If it was a cheap PSU I could understand, but an expensive premium grade Corsair unit should be able to handle transient spikes, as that's surely part of a normal PC load?
It wasn't considered part of a normal load. At least, not officially, not until the ATX 3.x spec made it mandatory. It does depend on the card and the 6900/6950 happened to be examples on the higher-end of these spikes.

The fact that the unit isn't overheating and outlet temps are low suggests the components can handle it, but over-current protection is tripping too readily.
If they want to rate the unit as 750w continuous, 550w peak that's fine by me, but they don't.
Sometimes that's the case, that the manufacturer was too conservative, but one outcome is that it can cause excessive ripple and push the PSU out of spec, which degrades components over time.
 
It wasn't considered part of a normal load. At least, not officially, not until the ATX 3.x spec made it mandatory. It does depend on the card and the 6900/6950 happened to be examples on the higher-end of these spikes.

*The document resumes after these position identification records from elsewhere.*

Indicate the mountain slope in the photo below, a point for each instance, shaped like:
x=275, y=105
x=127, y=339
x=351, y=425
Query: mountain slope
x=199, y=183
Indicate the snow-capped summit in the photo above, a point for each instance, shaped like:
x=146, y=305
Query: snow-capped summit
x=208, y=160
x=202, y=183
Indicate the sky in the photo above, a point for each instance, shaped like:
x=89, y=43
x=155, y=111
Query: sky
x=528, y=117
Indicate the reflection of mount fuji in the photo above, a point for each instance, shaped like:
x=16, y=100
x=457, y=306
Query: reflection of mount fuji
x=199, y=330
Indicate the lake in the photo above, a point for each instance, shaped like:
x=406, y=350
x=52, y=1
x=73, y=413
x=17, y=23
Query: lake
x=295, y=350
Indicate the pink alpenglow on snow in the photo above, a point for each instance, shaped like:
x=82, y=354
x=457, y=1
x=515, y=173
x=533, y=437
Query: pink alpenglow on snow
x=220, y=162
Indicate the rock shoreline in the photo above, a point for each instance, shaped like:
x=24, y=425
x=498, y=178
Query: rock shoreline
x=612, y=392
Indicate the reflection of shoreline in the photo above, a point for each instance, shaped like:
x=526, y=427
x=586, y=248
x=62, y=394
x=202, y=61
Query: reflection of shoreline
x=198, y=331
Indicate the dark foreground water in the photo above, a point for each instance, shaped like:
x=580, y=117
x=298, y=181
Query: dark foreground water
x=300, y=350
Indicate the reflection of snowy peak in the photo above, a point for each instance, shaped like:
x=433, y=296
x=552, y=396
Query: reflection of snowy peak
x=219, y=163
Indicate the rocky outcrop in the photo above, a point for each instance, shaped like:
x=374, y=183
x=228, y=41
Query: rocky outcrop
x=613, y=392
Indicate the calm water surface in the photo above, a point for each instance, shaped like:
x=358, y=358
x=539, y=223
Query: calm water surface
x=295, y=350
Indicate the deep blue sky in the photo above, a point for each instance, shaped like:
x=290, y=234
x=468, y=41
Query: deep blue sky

Sometimes that's the case, that the manufacturer was too conservative, but one outcome is that it can cause excessive ripple and push the PSU out of spec, which degrades components over time.
Do PSU manufacturers really need an industry body to inform them that GPUs draw power spikes and their PSUs need to handle that?

I suspect the increase in warranty length to 12yrs has led them to implement overly conservative OCP, meaning we now have to buy more powerful PSUs than we actually need.
I'm not impressed by this, they should spec their components to handle it, or provide a separate peak rating. Lousy engineering.

Also disappointing none of the reviewers are testing this, meaning none of us know what rating our PSUs actually are. Very difficult to find peak power ratings for GPUs, impossible to find peak ratings for PSUs, so it's a complete lottery.

My GPU rail power just sits at around 287w, and it doesn't expand to show the additional sensor as I don't think it has this one. However TechPowerup measured the spikes at 450w max.
That still doesn't put me near the limit on the continuous rating, assuming the CPU load is less spiky. I have almost 250w of headroom, 150w for the GPU spikes leaves 100w extra for the CPU.